Yenidünya düzeni hem çalışan hem de müşteri davranışlarını dönüştürerek iyilik ekonomisini ortaya çıkardı. İyilik ekonomisinin ardında insanın içinden gelen bir iyilik yapma güdüsü var ve dolayısıyla insanlar çalıştıkları ya da hizmet aldıkları şirketlerle daha güçlü bağlar kurabilmek için bu şirketlerde iyilik odağını görmek istiyorlar.
Bilinçlenen tüketici, gittikçe daha fazla satın almak istediği ürün ve hizmetlerin çevre ve toplum üzerindeki etkisini anlamak için nasıl, nerede ve niye üretildiği ile ilgilenmeye başladı. Bu talepler doğal olarak işletmeleri daha fazla şeffaf ve dürüst olmaya zorlamaya devam ediyor. Y kuşağının dünyadaki en güçlü ve büyük satın alma gücü olmasıyla, işletmeler daha fazla bu konuyla ilgilenmek zorundalar, zira en büyük tüketici grubu kendisinin daha fazla mutlu hissetmesine sebep olacak olan ürün ve hizmetleri aramakta, bulmakta ve tüketmekte çok ısrarlı ve başarılı.
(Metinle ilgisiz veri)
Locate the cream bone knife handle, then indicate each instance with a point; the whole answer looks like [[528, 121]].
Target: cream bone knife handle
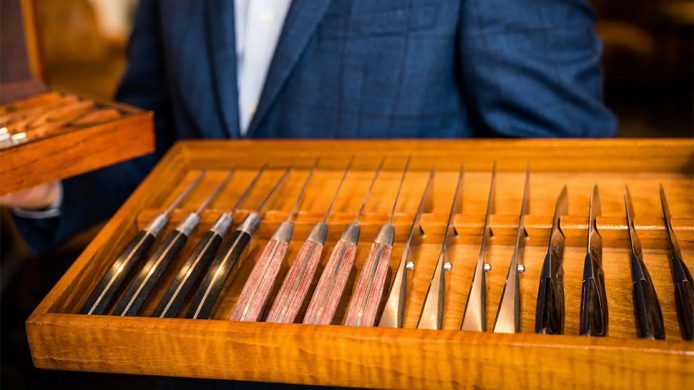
[[105, 291], [256, 291], [326, 297], [142, 286], [296, 284], [368, 294], [172, 302], [206, 295]]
Küçük, büyük tüm işletmeler, özellikle sosyal medya sayesinde sürekli müşterileri tarafından izlenmekteler. Bu sebeple, yenidünyada tüm işletmeler iyilik ekonomisinin bir parçası olmak zorundalar. Başlangıç olarak;
Çalışanlarınıza hızla gerçekleştirebileceğiniz sosyal sorumluluk faaliyetlerine odaklanabilirsiniz,
Enerji verimliliğinizi ve enerji satın alma kaynaklarınızı gözden geçirebilirsiniz,
Tedarikçilerinizi yeniden değerlendirebilirsiniz,
Ürün ve hizmetlerinizin nerede ve nasıl üretildiği ile ilgili bilgileri paylaşabilirsiniz,
Daha az kağıt harcayacak uygulamalara geçiş yapabilirsiniz,
Daha fazla lokal tedarikçi kullanabilirsiniz,
Daha fazla lokal tedarikçi destekleyebilirsiniz,
Çalışanlarınızın daha az seyahat etmesini sağlayacak uygulamaları kullanmaya başlayabilirsiniz,
Özellikle ürünlerinizin ambalaj ve paketleme standartlarını yenileyip, daha fazla geri dönüşümlü malzeme kullanımına geçebilirsiniz,
İşletme içerisinde geri dönüşümü teşvik edebilirsiniz,
Ve en önemlisi bunların hepsini müşterilerinizle paylaşabilirsiniz.
İşletmeniz “İyilik Ekonomisi” için hazır mı?